Metropolitan Police prepare to put down 300 illegal dogs
The Metropolitan Police are preparing to put down 300 illegal dogs seized from their owners this year.
The Status Dogs Unit (SDU) has confirmed that hundreds of animals, most of them pit bull terriers, will be destroyed because they cannot be returned or rehomed with new owners.
Patrick O'Hara, the SDU's inspector, defended the decision by pointing out that many of the dogs scheduled to be put down are not "healthy or safe dogs to have around people".
He told Sky News: "What I can say is we have rehomed around 56 dogs this year and we won't destroy a dog without some kind of a paper trail like a disclaimer, when the dogs can't be lawfully rehomed, or a court order that says it must be destroyed.

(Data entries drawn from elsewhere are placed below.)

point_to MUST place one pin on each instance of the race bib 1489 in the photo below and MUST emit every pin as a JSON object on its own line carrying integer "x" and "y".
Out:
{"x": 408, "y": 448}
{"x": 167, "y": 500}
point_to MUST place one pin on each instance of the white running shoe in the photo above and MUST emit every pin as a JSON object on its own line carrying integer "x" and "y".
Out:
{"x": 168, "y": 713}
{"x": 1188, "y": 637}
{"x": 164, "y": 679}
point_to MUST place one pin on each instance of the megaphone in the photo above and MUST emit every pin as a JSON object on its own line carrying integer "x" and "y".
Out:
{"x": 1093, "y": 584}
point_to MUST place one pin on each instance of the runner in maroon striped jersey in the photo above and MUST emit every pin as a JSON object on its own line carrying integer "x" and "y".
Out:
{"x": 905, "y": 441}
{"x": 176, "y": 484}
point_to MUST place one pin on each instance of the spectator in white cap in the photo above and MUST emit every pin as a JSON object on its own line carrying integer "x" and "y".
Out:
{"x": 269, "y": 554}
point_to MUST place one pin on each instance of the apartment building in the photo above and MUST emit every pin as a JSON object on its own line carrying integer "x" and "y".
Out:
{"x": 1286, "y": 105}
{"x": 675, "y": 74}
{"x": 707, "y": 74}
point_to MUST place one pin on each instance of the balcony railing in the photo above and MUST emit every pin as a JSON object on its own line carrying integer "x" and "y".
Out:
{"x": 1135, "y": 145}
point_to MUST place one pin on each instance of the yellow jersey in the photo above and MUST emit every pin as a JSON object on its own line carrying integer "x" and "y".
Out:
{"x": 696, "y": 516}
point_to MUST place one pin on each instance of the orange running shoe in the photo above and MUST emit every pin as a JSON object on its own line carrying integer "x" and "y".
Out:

"But if a court rules that a dog is not a danger to the public and the owner is a fit and proper person then nine times out of 10 that dog goes home."
Following a number of serious dog attacks on people, the Dangerous Dogs Act was passed in 1991, banning pit bull terriers, Japanese tosas, dogo Argentinos and fila Brasileiro dogs from being bred in Britain.
But DDA Watch, a campaign group set up to challenge the 1991 legislation, accused the Metropolitan Police of a "knee-jerk reaction".
"Animal campaigners want to see a change in the law," a spokesman said.
"Killing healthy animals that have done nothing wrong is inhumane. Dogs should be treated on a case-by-case basis and not have its fate sealed at birth because of its breed."